This topic describes how to create a managed GPU cluster for heterogeneous computing in the Container Service for Kubernetes (ACK) console.

Background information

You must perform the following steps in the ACK console to create an ACK cluster:

  • Create ECS instances, configure a public key to enable Secure Shell (SSH) logon from master nodes to other nodes, and then configure the ACK cluster by using cloud-init.
  • Create a security group that allows access to a VPC network through Internet Control Message Protocol (ICMP).
  • Select a VPC network for the cluster. If no VPC network is available or you do not want to use an existing VPC network, create a VPC network and VSwitches, and create Source Network Address Translation (SNAT) entries for the VSwitches.
  • Add route entries to the VPC network.
  • Create a Network Address Translation (NAT) gateway and EIPs.
  • Create a Resource Access Management (RAM) user and an AccessKey pair. Grant the following permissions to the RAM user: permissions to query, create, and delete ECS instances, permissions to add and delete cloud disks, and full permissions on SLB, Cloud Monitor, VPC, Log Service, and Network Attached Storage (NAS). The ACK cluster automatically creates SLB instances, cloud disks, and VPC routing entries based on your configurations.
  • Create an internal SLB instance and open port 6443.
  • Create a public-facing SLB instance and open ports 6443, 8443, and 22. If you enable SSH logon when you create the cluster, port 22 is opened. Otherwise, port 22 is closed.

Limits

  • SLB instances that are created together with the ACK cluster support only the pay-as-you-go billing method.
  • ACK clusters support only VPC networks.
  • Each account can consume only a limited amount of computing resources. You fail to create clusters if you do not have sufficient computing resources. When you create clusters, make sure that you have sufficient resources.

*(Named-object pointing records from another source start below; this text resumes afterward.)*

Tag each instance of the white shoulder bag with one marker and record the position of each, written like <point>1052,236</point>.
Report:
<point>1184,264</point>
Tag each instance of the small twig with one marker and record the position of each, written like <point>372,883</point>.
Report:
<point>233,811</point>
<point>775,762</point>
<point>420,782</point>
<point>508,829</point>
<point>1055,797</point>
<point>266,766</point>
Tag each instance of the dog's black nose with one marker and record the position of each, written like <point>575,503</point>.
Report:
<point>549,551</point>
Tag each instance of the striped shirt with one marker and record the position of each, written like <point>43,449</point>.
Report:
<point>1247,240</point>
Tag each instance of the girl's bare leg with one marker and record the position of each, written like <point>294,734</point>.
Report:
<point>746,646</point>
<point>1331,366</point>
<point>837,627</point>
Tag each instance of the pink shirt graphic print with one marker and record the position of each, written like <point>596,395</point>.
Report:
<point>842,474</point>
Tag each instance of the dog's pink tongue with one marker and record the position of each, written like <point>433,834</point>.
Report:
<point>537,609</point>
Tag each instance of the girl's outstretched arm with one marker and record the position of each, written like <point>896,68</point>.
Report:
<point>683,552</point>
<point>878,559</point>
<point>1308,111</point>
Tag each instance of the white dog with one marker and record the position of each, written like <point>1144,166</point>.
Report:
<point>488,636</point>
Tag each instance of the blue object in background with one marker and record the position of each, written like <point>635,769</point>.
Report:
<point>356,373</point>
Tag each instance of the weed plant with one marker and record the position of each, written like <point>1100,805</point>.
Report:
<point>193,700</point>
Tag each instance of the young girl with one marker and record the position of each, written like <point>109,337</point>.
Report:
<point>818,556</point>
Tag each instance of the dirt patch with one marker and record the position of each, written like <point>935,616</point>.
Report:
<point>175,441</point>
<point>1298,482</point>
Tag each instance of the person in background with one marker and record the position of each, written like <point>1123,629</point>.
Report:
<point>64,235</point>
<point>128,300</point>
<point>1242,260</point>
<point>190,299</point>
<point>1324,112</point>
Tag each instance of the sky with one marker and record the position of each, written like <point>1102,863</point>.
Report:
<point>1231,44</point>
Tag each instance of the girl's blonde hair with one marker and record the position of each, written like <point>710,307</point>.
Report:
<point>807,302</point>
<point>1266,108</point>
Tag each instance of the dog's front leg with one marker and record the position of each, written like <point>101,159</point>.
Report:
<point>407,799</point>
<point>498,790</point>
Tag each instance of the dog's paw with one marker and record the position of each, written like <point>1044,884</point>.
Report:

    To increase the quota of computing resources for your account, submit a ticket.

    • You can create up to 50 clusters across regions for each account. You can deploy up to 100 nodes in each cluster. To increase the quota of clusters or nodes for your account, submit a ticket.
      Notice By default, you can add up to 48 route entries to each VPC network in an ACK cluster. This means that you can deploy up to 48 nodes in an ACK cluster that uses Flannel. An ACK cluster that uses Terway is not subject to this limit. To increase the quota of route entries for a VPC network, submit a ticket.
    • You can create up to 100 security groups under each account.
    • You can create up to 60 pay-as-you-go SLB instances under each account.
    • You can create up to 20 EIPs under each account.
  • Limits on ECS instances:

    The pay-as-you-go and subscription billing methods are supported.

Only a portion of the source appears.